Before we can understand how emerging technologies – such as artificial intelligence, data science and machine learning – can be applied within the financial services sector, it is important to understand exactly what we mean.
What is AI?
One useful definition of AI is the application of computing in areas where human beings traditionally operate. This can be compared to traditional ‘deterministic’ programming, which usually follows an ‘if this, then that’ sequence of logic.
AI often uses techniques that mimic or are inspired by human behaviour or cognition.

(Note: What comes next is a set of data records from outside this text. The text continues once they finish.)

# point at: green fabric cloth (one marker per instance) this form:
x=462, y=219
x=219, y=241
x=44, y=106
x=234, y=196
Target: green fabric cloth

AI might be employed in areas where humans can make judgments, use intuition or break down complex sets of inputs into very simple outputs.
We often talk about the idea of strong or weak AI. Weak AI, sometimes called narrow AI, focuses on performing a specific task, while strong AI can perform a number of functions and will eventually – in theory – teach itself to develop a human-like consciousness rather than simulate it.
While I believe we are on the road to creating things that are autonomous and therefore hold a degree of self-awareness, we are a very long way away from true consciousness or what I like to think of as a system effectively developing a ‘soul’. We will leave that to the realm of science fiction, at least for the foreseeable future.
Debates exist as to whether data science as a discipline sits underneath AI or vice versa, or whether they sit adjacent to one another. I would argue that AI is a subset of data science, which is the scientific analysis of data using mathematical and statistical tools to develop insights and understanding. These insights and narratives can then either be used to fuel behaviours or simply have a value in their own right.
Machine learning is a subset of AI, which also makes it a subset of data science. Machine learning refers to the application of AI capabilities based on historical data and machines making inferences from that data as opposed to a completely deterministic computer programme. The way many computer programmers are taught – the way I was taught – is that you give a computer a specific instruction and it will perform that one instruction every single time.
Think of it as telling the computer, ‘If you get given this input, and this is true, then you will perform X task.’ That is, you will achieve that particular output.
As a programmer, you need to know what the desired outcome needs to be, which set of instructions or inputs will lead to that outcome and how to tell the computer exactly what to do.
If it follows those instructions, the program should work. If it follows the instructions and it does not work, then it is likely you will discover a bug in your program.